The configuration is located in src/Server/ and conforms to the ASP.NET configuration design pattern, i.e. src/Server/appsettings.json is the base configuration, and /src/Server/appsettings.Development.json overrides it.

If you plan to use multiple environments, create any appsettings.{YourEnvironment}.json (e.g. Development, Staging, Prod) and set the environment variable DOTNET_ENVIRONMENT accordingly on the target machine.

Setup

If you just installed the server and want to configure it:

  1. Open src/Server/appsettings.Development.json
  2. Change the password in the "SQL" section (pwd=<your password goes here>;)
  3. Check the "AiProviders" section. If your Ollama/LocalAI/etc. instance does not run locally, update the "baseURL" to point to the correct URL.
  4. If you plan on using the server in production:
    1. Set the environment variable DOTNET_ENVIRONMENT to something that is not "Development". (e.g. "Prod")
    2. Rename the appsettings.Development.json - replace "Development" with what you chose for DOTNET_ENVIRONMENT
    3. Set API keys in the "ApiKeys" section (generate keys using the uuid command on Linux)

Structure

  "Embeddingsearch": {
    "ConnectionStrings": {
      "SQL": "server=localhost;database=embeddingsearch;uid=embeddingsearch;pwd=somepassword!;",
      "Cache": "Data Source=embeddings.db;Mode=ReadWriteCreate;Cache=Shared" // Name of the sqlite cache file
    },
    "Elmah": {
      "LogPath": "~/logs" // Where the logs are stored
    },
    "AiProviders": {
      "ollama": { // Name for the provider. Used when defining models for a datapoint, e.g. "ollama:mxbai-embed-large"
        "handler": "ollama", // The type of API located at baseURL
        "baseURL": "http://localhost:11434", // Location of the API
        "Allowlist": [".*"], // Allow- and Denylist. Filter out non-embeddings models using regular expressions
        "Denylist": ["qwen3-coder:latest", "qwen3:0.6b", "deepseek-v3.1:671b-cloud", "qwen3-vl", "deepseek-ocr"]
      },
      "localAI": { // e.g. model name: "localAI:bert-embeddings"
        "handler": "openai",
        "baseURL": "http://localhost:8080",
        "ApiKey": "Some API key here",
        "Allowlist": [".*"],
        "Denylist": ["cross-encoder", "..."]
      }
    },
    "ApiKeys": ["Some UUID here", "Another UUID here"], // (optional) Restrict access using API keys
    "Cache": {
      "CacheTopN": 10000, // Only cache this number of queries. (Eviction policy: LRU)
      "StoreEmbeddingCache": true, // If set to true, the SQLite database will be used to store the embeddings
      "StoreTopN": 10000 // Only write the top n number of queries to the SQLite database
    }
  }

AiProviders

Each AI provider (Ollama/LocalAI/OpenAI/etc.) can be specified individually.

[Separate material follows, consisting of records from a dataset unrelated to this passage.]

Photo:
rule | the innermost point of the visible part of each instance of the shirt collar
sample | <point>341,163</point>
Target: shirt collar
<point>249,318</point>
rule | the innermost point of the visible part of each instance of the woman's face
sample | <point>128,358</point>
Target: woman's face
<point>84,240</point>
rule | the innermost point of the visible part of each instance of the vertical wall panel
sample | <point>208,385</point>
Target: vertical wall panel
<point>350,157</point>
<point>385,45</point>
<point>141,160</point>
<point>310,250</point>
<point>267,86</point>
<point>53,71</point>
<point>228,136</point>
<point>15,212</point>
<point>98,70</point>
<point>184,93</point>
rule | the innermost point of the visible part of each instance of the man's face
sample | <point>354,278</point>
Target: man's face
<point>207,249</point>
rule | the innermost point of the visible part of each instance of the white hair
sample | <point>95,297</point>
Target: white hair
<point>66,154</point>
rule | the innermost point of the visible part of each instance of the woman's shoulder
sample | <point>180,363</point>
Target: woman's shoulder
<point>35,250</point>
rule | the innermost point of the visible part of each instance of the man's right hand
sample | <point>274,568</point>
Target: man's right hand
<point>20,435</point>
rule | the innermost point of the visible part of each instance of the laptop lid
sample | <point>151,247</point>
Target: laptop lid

One can even specify multiple Ollama instances and name them however one pleases. E.g.:

    "AiProviders": {
      "ollama_1": {
        "handler": "ollama",
        "baseURL": "http://x.x.x.x:11434",
      },
      "ollama_2": {
        "handler": "ollama",
        "baseURL": "http://y.y.y.y:11434",
      }
    }

handler

Currently two handlers are implemented for embeddings generation:

  • ollama
    • requests embeddings from /api/embed
  • openai
    • requests embeddings from /v1/embeddings

baseURL

Specified by scheme://host:port. E.g.: "baseUrl": "http://localhost:11434"

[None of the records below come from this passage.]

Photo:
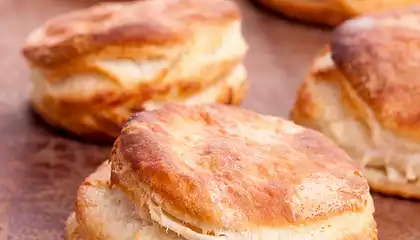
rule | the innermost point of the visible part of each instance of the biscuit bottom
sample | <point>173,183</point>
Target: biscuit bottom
<point>106,213</point>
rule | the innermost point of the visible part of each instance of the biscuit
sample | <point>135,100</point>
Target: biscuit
<point>356,7</point>
<point>93,68</point>
<point>223,172</point>
<point>363,93</point>
<point>314,11</point>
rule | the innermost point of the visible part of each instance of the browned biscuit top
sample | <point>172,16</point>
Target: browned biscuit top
<point>232,168</point>
<point>139,22</point>
<point>380,56</point>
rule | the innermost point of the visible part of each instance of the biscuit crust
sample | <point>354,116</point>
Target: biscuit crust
<point>224,167</point>
<point>323,12</point>
<point>362,7</point>
<point>375,52</point>
<point>150,53</point>
<point>329,103</point>
<point>104,213</point>
<point>77,33</point>
<point>101,120</point>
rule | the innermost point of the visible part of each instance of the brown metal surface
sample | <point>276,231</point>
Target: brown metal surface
<point>41,169</point>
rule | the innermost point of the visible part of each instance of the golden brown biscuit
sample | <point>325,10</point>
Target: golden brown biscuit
<point>93,68</point>
<point>364,95</point>
<point>331,12</point>
<point>357,7</point>
<point>315,11</point>
<point>220,172</point>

Any specified absolute path will be disregarded. (e.g. "http://x.x.x.x/any/subroute" -> "http://x.x.x.x/api/embed")

ApiKey

  • ollama currently does not support API keys. Specifying a key does not have any effect.
  • openai implements the use of ApiKey. E.g. "ApiKey": "Some API key here"

API

Accessing the api

Once started, the server's API can be viewed and manipulated via swagger.

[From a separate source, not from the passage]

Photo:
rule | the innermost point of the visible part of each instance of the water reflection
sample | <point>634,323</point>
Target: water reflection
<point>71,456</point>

By default it is accessible under: http://localhost:5146/swagger/index.html

To make an API request from within swagger:

  1. Open one of the actions ("GET" / "POST")
  2. Click the "Try it out" button. The input fields (if there are any for your action) should now be editable.
  3. Fill in the necessary information
  4. Click "Execute"

Authorization

Being logged in has priority over API Key requirement (if api keys are set).

So being logged in automatically authorizes endpoint usage.